Regardless, Mr Duda remains the candidate to beat.

“PiS has an extremely effective campaign strategy and a versatile PR team. Duda’s recent appeal to the young generation on social media such as YouTube and TikTok, was mocked by many, but achieved a truly memorable imprint,” says Ms Lenik. However, Mr Duda’s campaign strategies are changing, and Mr Mycielski argues that PiS sees Trzaskowski as a credible threat.

In order for Trzaskowski to become an official candidate, Civic Platform now needs to gather 100,000 signatures. Mr Trzaskowski has expressed the hope that “the elections that are likely to take place in June will be democratic elections, not a farce”. He has nevertheless expressed concern over the amount of time he will be granted to collect the signatures.

“Last I heard it was two days, with a worry it would only be one, but either way this will be extremely challenging and can serve as grounds for questioning the legitimacy of the election,” argues Mr Mycielski. “Even with Civic Platform’s robust structures this will be a difficult feat to accomplish, and PiS is doing its best to make the task even harder.”

 

According to Mr Mycielski, this proves that PiS views the new Civic Platform candidate as a genuine threat. This is something Mr Szczerbiak contests, as he sees Trzaskowski’s candidacy as an easier option for PiS compared to more centrist candidates such as Szymon Hołowina that would provide more competition. Of course, this doesn’t mean that PiS won’t try to restrict Civic Platform’s ability to obtain the required signatures, but it would be illogical to do so, he argues.

The date of the election itself is still up in the air, and realistically could be anywhere between June and when Duda’s term expires in August. Currently, Mr Duda is well ahead in the polls, at 49 per cent, and his place in the second round is a certainty. Who will be joining him in that second round is more questionable. Time will tell if Mr Trzaskowski is able to continue on his upwards trajectory and confirm Civic Platform as the legitimate opposition party. Another figure to look out for is Mr Hołownia, a TV personality and independent liberal who targets Civic Platform’s demographic and may be able to grab the more centrist voter that Trzaskowski has alienated. Both are currently neck and neck at 15 per cent.

Most commentators agree that once in the second round, all opposition voters will unite around one candidate regardless of their initial reservations. And while Mr Duda is ahead of all comers in a potential run-off, anything could happen between now and the election, whenever that may be.

Ultimately the election will come down to who Poles will trust to take care of the country post-pandemic. For this, Mr Duda’s campaign currently has the popular PiS welfare benefits scheme up its sleeve, arguing that only their man can be seen to look after those most heavily impacted by economic hardship. These handouts have been a sore point for the opposition, consistently unable to offer a viable alternative and leaving many figures with little option but to say they too are in favour of the welfare payments.
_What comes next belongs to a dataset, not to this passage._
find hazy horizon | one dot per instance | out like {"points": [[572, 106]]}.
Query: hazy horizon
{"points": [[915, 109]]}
Another defining feature of Mr Duda’s campaign is that the country will only be able to persevere with a united prime minister and president if he wins, and that any division of power will impede the recovery. Of course, this argument fails to acknowledge the importance of governmental checks and balances, and the potential to limit the power of a party that continues to infringe on independent institutions well beyond its scope, such as state-run media and the judicial system.

“Stripping PiS of the presidency will halt its legislative offensive,” Mr Mycielski says. “This could very well be the last stand for Polish democracy and the rule of law – with the direction PiS is moving the country in, many of the changes, the chipping away at democracy, might prove irreversible.”

Ms Szczypska agrees: “It can’t be stressed enough what is at stake here,” she concludes.